First-Principles Study of Discharge Products and Their Stability for Lithium-Nitrogen Batteries

Abstract

Li-N2 batteries present a relatively novel approach to N2 immobilization, and an advanced N2/Li3N cycling method is introduced in this study. The low operating overpotential of metal–air batteries is quite favorable to their stable cycling performance, providing a prospect for the development of a new type of battery with extreme voltage. The battery system of Li-N2 uses N2 as the positive electrode, lithium metal as the negative electrode, and a conductive medium containing soluble lithium salts as the electrolyte. In accordance with its voltage-distribution trend, a variety of lithium-nitrogen molecule intermediates are produced during the discharge process. There is a lack of theoretical description of material changes at the microscopic level during the discharge process. In this paper, the first-principles approach is used to simulate and analyze possible material changes during the discharge process of Li-N2 batteries.
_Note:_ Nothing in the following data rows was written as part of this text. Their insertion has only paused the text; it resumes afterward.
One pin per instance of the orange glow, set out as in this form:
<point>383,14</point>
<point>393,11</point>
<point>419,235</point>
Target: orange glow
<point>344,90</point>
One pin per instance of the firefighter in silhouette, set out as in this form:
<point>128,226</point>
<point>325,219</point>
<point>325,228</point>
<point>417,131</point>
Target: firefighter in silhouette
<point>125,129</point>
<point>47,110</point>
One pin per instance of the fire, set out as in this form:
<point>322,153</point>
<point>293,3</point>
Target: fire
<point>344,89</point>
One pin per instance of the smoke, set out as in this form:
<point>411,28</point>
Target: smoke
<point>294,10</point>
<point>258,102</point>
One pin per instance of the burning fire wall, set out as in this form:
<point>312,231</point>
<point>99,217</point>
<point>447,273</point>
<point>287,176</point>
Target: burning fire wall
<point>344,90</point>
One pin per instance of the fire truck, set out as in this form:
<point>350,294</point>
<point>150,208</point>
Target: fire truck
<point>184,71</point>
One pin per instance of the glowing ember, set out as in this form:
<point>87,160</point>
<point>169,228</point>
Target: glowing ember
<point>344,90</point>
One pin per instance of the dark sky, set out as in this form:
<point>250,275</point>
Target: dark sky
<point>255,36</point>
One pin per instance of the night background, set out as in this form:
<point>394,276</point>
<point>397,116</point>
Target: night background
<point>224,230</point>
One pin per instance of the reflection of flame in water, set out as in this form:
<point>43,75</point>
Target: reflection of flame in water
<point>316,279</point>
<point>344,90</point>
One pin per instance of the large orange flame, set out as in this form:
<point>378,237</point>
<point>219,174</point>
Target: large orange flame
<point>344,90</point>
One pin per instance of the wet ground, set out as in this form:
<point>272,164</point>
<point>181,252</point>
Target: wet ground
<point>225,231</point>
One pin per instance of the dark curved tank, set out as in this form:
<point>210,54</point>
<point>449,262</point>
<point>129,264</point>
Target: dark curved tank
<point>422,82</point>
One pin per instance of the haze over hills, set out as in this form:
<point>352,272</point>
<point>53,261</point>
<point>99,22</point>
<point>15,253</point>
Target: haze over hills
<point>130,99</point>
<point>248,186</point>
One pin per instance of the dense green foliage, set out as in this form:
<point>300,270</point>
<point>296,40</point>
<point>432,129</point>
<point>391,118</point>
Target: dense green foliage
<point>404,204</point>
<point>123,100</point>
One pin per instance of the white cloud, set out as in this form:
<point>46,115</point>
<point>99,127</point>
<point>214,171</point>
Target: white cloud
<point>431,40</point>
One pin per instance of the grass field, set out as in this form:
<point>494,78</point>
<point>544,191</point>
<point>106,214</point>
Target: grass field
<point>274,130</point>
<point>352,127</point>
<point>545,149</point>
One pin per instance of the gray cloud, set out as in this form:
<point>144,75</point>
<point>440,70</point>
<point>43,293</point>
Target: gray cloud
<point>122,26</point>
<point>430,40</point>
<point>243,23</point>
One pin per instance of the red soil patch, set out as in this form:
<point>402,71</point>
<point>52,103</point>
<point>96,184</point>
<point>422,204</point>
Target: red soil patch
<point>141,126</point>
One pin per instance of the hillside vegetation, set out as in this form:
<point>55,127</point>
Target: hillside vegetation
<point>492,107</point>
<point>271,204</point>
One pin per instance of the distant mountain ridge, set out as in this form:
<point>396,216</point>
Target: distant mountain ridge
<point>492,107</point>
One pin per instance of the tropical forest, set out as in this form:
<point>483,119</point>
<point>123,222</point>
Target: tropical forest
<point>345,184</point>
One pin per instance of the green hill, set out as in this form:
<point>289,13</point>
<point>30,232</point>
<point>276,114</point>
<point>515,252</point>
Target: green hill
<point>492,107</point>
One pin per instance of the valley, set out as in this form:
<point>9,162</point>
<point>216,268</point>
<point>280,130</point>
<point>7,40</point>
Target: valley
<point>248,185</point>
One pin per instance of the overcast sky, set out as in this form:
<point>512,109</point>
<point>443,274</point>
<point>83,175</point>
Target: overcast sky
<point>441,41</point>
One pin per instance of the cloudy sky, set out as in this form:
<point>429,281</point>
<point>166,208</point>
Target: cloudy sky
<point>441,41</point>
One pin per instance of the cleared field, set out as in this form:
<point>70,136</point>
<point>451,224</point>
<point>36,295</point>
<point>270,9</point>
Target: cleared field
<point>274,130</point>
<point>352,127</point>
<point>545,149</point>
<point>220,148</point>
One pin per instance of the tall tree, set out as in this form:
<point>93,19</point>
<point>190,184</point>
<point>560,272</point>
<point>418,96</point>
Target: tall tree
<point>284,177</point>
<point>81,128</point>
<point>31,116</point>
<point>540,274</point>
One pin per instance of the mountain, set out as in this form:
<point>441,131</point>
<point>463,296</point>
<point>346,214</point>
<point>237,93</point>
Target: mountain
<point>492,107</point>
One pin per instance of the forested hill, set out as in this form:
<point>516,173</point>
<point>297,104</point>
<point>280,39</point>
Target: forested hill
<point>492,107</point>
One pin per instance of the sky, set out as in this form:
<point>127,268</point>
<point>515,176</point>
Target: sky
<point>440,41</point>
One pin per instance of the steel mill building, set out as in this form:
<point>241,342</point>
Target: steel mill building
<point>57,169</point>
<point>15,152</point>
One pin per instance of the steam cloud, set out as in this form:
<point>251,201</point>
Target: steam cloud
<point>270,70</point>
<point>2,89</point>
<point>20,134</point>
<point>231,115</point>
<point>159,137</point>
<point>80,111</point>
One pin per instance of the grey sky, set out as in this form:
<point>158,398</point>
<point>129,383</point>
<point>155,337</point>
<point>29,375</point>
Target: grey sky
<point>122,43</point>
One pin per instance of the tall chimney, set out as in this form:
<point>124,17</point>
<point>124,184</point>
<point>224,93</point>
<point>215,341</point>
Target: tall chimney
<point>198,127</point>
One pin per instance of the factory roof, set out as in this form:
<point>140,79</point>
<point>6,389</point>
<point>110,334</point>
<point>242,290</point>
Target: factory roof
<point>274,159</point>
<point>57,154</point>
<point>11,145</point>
The discharge process is simulated on a 4N-graphene anode substrate model, and simulations of its electrostatic potential, Density of States (DOS), HOMO (Highest Occupied Molecular Orbital) and LUMO (Lowest Unoccupied Molecular Orbital) aspects confirm that the experimentally found Li3N becomes the final stabilized product of the Li-N2 battery. It can also be seen in the density of states that graphene with adsorption of 4N transforms from semiconducting to metallic properties. In addition, the differential charge also indicates that the Li-N2 material has a strong adsorption effect on the substrate, which can play the dual role of electricity storage and nitrogen fixation.